Vengeance Is Mine, All Others Pay Cash tells the story of Ajo Kawir’s revenge, an impotent tough guy who falls in love with Iteung, a female fighter. The dialogue in the film uses formal Indonesian similar to films from the 1980s. In addition, other aspects such as the staging of scenes also follow the filmmaking style of that era. Therefore, the film becomes a manifestation of the deconstruction of Asian action films from the 1980s.

Official poster of Vengeance Is Mine, All Others Pay Cash (Palari Films)
Deconstruction is a method of dismantling conventional boundaries or existing structures and creating new and unexpected meanings. Vengeance Is Mine, All Others Pay Cash deconstructs Asian action films from the 1980s such as A Better Tomorrow II (1987) and The Killer (1989) by director John Woo, as well as Si Buta Lawan Jaka Sembung (1984). The rather brutal action elements in Vengeance Is Mine, All Others Pay Cash can be associated with action films from that decade, which are then wrapped in local Sundanese cultural traditions, common in Indonesia’s West Java province, and complemented by mystical elements typical of Indonesia.

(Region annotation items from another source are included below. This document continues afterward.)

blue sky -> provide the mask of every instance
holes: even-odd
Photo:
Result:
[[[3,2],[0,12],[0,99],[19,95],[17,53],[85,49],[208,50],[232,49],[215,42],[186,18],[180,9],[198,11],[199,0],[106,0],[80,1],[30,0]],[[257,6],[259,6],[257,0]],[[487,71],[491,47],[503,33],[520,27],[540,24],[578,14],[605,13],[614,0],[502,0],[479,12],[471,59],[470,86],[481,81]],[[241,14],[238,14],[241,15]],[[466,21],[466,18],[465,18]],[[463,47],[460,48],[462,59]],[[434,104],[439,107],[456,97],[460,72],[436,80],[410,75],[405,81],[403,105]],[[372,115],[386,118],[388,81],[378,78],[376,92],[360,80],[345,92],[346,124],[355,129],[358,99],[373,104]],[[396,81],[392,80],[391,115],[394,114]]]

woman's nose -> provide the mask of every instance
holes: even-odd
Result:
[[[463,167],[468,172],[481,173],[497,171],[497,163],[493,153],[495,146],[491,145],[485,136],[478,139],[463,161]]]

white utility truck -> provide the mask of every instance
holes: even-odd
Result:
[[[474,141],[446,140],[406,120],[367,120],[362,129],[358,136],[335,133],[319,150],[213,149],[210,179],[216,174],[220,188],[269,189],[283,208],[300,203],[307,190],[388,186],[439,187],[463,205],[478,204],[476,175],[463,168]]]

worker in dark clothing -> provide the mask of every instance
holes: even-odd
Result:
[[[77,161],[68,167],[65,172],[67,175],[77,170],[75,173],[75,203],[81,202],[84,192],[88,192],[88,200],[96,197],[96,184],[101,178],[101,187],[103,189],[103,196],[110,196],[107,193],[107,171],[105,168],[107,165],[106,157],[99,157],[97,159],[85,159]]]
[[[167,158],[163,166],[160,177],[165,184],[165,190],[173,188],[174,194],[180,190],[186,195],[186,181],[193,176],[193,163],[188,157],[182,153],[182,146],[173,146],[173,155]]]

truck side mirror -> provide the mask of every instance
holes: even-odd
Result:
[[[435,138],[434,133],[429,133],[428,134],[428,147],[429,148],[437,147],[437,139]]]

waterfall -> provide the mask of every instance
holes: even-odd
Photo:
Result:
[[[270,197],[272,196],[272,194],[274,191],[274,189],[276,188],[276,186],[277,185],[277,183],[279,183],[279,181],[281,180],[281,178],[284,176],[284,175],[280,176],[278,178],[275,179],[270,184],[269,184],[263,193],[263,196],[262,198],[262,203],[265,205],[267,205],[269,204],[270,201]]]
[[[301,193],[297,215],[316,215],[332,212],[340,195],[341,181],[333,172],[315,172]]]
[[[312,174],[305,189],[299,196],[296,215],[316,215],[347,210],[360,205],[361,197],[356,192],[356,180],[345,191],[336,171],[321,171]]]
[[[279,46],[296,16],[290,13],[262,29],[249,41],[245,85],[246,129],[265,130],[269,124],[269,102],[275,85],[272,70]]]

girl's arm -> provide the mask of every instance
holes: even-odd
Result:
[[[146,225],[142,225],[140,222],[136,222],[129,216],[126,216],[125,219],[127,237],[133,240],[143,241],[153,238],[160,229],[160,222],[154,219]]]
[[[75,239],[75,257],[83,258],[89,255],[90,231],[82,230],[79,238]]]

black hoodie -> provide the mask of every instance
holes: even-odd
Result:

It is an embodiment of how the state fails to protect its citizens and how legitimisation of violence infiltrates deep into its people. The repression and domination of the regime ultimately lead to the birth of a form of masculinity whose logic is internalised by the character of Ajo Kawir. Traumatised from a young age by the depraved actions of two security officers, he grows up unwilling to confront himself and repeatedly risks his life in search of self-confidence.

A clip from Vengeance Is Mine, All Others Pay Cash (Palari Films)
In the end, aggressiveness and physical strength become the parameters of self-worth. By presenting Ajo Kawir’s impotence as the central conflict, the film attempts to explore the logic that associates male self-esteem with sexual ability and physical strength. The inner conflict experienced by Ajo Kawir shows how his body’s inability to fulfill the duties of a husband is able to envelop and deny his disappointment toward Iteung. This impotence is a challenge to the “masculinity” that has been perpetuated through violence. The presence of the body, which has always been considered taboo, is here presented as a form of propriety to bring forward honesty and male vulnerability, whose figure should not necessarily be dominant.